U.S. foodservice outlook brightens

By

SeafoodSource staff

Published on
March 30, 2010

The National Restaurant Association’s Restaurant Performance Index (RPI) rose to its highest level in 27 months in February, the Washington, D.C., organization announced on Wednesday.

Fueled by significant improvement in restaurant operators’ outlooks for sales growth, capital spending and staffing, the comprehensive index of restaurant activity stood at 99, up 0.7 percent from January and its highest level since November 2007.

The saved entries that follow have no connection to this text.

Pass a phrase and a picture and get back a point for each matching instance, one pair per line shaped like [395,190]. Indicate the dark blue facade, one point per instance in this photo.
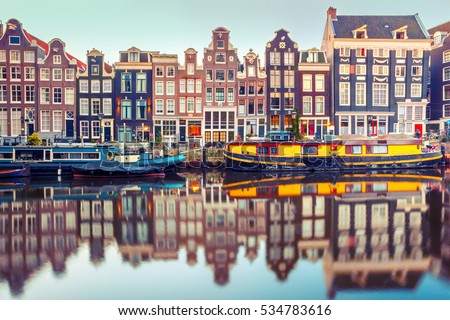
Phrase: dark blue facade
[133,90]
[95,100]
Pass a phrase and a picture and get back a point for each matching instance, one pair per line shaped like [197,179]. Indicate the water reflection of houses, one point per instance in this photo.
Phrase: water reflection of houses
[35,229]
[381,234]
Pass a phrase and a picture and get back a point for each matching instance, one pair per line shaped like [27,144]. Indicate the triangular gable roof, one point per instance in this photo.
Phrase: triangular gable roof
[378,27]
[44,45]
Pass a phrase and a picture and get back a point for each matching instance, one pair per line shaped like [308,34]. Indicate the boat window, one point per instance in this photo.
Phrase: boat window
[353,149]
[376,149]
[91,155]
[75,155]
[263,150]
[6,155]
[309,150]
[60,155]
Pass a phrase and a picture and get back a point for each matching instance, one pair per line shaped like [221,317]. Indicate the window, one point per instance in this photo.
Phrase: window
[344,52]
[29,93]
[360,94]
[208,94]
[84,129]
[141,82]
[208,75]
[56,59]
[289,100]
[70,74]
[400,71]
[344,93]
[141,113]
[274,57]
[344,69]
[446,74]
[307,105]
[45,95]
[220,94]
[57,120]
[416,70]
[107,85]
[125,84]
[360,69]
[220,57]
[134,56]
[417,53]
[107,106]
[230,94]
[380,70]
[288,58]
[190,85]
[275,100]
[307,82]
[170,87]
[57,74]
[198,105]
[16,73]
[14,56]
[126,109]
[95,86]
[447,92]
[220,75]
[380,94]
[45,120]
[95,106]
[45,74]
[84,86]
[170,106]
[16,93]
[416,90]
[320,105]
[159,87]
[159,106]
[400,53]
[289,79]
[190,104]
[70,96]
[446,56]
[360,52]
[84,107]
[3,73]
[399,89]
[29,57]
[3,94]
[190,68]
[230,75]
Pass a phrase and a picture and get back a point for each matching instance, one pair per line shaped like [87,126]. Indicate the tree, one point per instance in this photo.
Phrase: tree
[34,139]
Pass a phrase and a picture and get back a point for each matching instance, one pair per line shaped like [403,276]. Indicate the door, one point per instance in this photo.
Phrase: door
[107,133]
[69,128]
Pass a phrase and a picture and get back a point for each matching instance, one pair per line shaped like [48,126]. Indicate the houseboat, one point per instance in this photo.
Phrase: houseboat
[50,160]
[349,152]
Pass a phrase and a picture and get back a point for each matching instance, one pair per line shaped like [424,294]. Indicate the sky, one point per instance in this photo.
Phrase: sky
[176,25]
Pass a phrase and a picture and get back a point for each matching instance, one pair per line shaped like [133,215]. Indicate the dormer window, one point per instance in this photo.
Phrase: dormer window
[134,57]
[400,33]
[360,33]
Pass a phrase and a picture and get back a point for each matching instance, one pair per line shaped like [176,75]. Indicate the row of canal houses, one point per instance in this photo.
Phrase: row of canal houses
[371,77]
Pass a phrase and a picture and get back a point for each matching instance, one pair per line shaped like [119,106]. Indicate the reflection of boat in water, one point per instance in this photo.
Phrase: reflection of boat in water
[116,170]
[273,185]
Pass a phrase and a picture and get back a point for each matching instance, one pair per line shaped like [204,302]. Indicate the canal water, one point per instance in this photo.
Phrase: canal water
[227,235]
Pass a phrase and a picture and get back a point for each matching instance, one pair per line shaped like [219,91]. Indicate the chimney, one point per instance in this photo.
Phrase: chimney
[331,12]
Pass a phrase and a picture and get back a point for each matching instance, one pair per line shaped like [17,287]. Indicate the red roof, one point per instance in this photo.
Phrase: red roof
[45,47]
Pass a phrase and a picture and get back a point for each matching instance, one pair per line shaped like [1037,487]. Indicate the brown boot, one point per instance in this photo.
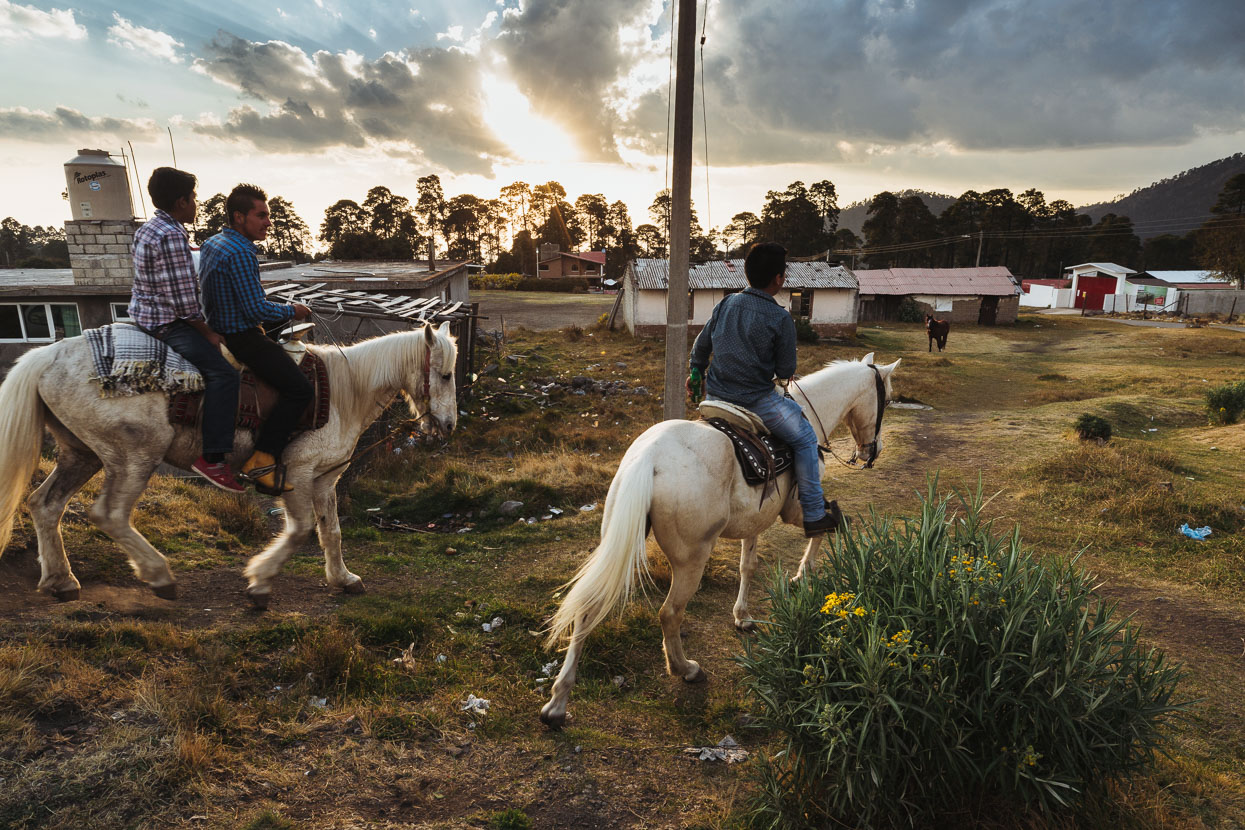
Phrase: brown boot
[265,473]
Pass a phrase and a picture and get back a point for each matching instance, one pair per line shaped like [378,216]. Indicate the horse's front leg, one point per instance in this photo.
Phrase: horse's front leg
[747,568]
[299,522]
[329,529]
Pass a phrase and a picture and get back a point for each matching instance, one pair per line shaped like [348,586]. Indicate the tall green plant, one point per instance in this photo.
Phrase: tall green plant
[930,663]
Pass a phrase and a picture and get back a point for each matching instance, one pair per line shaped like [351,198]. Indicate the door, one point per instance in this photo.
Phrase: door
[1092,289]
[989,311]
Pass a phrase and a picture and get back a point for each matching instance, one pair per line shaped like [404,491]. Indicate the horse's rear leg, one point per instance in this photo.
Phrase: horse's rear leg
[329,529]
[111,513]
[747,568]
[46,504]
[685,575]
[299,523]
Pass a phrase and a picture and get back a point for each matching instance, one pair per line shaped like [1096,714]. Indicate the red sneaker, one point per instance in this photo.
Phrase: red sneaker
[218,474]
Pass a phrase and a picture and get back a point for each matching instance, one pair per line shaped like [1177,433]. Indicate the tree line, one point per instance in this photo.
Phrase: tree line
[1025,233]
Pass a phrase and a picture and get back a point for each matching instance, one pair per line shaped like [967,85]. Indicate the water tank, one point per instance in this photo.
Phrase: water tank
[98,187]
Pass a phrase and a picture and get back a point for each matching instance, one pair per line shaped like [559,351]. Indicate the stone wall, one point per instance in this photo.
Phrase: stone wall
[100,250]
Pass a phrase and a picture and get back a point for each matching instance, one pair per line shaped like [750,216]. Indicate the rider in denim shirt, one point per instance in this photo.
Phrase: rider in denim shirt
[752,340]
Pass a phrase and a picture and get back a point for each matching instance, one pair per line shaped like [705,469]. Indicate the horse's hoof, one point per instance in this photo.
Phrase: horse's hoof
[554,722]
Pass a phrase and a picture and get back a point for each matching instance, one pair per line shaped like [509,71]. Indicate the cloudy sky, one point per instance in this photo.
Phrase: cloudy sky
[320,100]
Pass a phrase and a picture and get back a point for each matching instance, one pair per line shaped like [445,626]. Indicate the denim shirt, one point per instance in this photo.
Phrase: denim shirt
[752,340]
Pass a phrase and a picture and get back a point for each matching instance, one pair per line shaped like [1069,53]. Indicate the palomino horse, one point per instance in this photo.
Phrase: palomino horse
[936,330]
[681,479]
[128,437]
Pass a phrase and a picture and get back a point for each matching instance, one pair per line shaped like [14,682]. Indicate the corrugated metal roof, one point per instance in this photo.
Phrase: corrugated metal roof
[994,280]
[654,275]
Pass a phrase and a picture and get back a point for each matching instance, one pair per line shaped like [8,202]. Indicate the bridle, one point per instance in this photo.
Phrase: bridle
[872,447]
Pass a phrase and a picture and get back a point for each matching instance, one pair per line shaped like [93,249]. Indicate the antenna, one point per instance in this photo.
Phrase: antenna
[141,200]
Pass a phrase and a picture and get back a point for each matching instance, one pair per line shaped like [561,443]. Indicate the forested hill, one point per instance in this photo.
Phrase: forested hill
[1185,195]
[854,214]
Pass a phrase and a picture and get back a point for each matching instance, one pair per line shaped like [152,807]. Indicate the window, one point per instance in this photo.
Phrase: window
[39,321]
[802,303]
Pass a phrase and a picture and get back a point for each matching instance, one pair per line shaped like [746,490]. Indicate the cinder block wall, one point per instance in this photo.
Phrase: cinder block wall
[100,250]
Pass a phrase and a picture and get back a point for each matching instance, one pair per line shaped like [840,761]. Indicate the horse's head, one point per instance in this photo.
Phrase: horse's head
[432,380]
[864,415]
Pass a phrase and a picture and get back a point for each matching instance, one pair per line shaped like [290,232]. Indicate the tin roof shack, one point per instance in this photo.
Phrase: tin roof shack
[822,294]
[980,295]
[360,300]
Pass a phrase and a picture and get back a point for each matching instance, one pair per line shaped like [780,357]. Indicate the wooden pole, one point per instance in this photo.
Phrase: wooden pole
[674,405]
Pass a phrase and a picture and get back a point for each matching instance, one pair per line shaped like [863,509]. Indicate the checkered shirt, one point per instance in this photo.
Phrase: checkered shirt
[166,286]
[233,295]
[752,340]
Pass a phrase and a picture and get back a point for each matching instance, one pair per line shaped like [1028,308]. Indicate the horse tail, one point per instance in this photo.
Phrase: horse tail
[608,579]
[21,422]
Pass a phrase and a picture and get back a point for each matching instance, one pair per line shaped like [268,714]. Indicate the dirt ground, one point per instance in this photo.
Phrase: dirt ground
[540,310]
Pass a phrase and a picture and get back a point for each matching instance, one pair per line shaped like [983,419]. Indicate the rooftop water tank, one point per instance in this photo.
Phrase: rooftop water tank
[97,187]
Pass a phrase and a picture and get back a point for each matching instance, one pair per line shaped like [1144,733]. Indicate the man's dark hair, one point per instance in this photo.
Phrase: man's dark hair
[242,199]
[168,184]
[763,263]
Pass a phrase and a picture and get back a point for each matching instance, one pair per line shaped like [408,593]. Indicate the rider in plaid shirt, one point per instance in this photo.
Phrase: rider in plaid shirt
[234,300]
[164,301]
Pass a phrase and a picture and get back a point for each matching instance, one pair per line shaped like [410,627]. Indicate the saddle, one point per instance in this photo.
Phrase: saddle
[762,458]
[255,400]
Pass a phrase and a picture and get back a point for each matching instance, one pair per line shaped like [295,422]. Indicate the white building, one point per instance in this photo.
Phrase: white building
[822,294]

“The RPI’s strong gain in February was the result of broad-based improvements among the forward-looking indicators,” said Hudson Riehle, NRA senior VP of research and knowledge. “Restaurant operators’ optimism for sales growth stood at its strongest level in 29 months, with capital spending plans also rising to a two-year high. In addition, restaurant operators reported a positive outlook for staffing gains for the first time in more than two years. This bodes well for replacing the more than 280,000 eating and drinking place jobs lost during the recession.”

However, same-store sales and customer traffic still remain soft. The Current Situation Index (CSI), which measures same-store sales, traffic, labor and capital expenditures, stood at 96.7 in February, up just 0.1 percent from January. The CSI remained below 100 for the 30th consecutive month, which signifies a contraction.

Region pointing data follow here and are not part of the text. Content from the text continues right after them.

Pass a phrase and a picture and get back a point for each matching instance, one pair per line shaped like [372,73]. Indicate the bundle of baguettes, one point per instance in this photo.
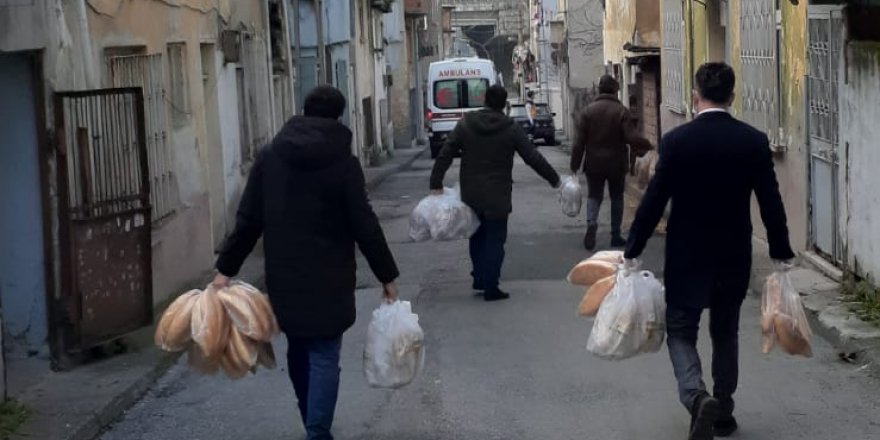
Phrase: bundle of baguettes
[598,274]
[227,329]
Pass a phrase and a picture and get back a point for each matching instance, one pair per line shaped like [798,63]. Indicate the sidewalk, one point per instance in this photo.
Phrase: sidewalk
[857,341]
[79,404]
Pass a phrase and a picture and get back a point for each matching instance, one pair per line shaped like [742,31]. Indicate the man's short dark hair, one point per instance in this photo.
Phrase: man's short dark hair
[496,97]
[324,102]
[608,85]
[715,82]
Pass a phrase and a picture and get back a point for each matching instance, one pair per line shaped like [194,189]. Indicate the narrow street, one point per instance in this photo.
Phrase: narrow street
[511,370]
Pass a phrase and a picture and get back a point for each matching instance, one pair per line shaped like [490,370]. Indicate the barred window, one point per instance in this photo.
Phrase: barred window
[146,72]
[673,62]
[760,72]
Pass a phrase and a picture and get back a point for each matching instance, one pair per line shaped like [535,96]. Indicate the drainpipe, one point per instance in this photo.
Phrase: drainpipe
[89,73]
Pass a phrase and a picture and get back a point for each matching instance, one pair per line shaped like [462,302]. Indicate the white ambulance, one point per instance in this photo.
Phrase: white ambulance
[455,86]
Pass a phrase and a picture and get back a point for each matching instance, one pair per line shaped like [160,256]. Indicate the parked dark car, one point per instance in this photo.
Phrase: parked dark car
[545,129]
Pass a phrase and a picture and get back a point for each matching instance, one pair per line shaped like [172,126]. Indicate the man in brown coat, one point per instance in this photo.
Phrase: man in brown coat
[604,130]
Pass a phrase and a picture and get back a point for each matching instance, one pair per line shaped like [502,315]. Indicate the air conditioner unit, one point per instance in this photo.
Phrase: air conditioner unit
[230,45]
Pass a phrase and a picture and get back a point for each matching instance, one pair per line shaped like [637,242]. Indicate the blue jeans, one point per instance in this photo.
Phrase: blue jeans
[487,252]
[682,325]
[313,365]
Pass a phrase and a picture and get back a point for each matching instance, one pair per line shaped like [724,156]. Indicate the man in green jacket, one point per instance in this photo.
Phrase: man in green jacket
[487,140]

Overall, restaurant operators reported negative same-store sales for the 21st consecutive month in February, similar to January; 28 percent of operators reported a same-store sales gain between February 2009 and February 2010, compared with 27 percent in January, while 57 percent of operators reported a same-store sales decline in February, the same as in January.

Customer traffic also remained weak in February, as operators reported net negative traffic for the 30th consecutive month. One-quarter of operators reported an increase in customer traffic between February 2009 and February 2010, down slightly from 26 percent in January, while 55 percent of operators reported a traffic decline in February, compared to 54 percent the previous month.

Between two-thirds and three-quarters of the U.S. seafood supply is consumed away from home.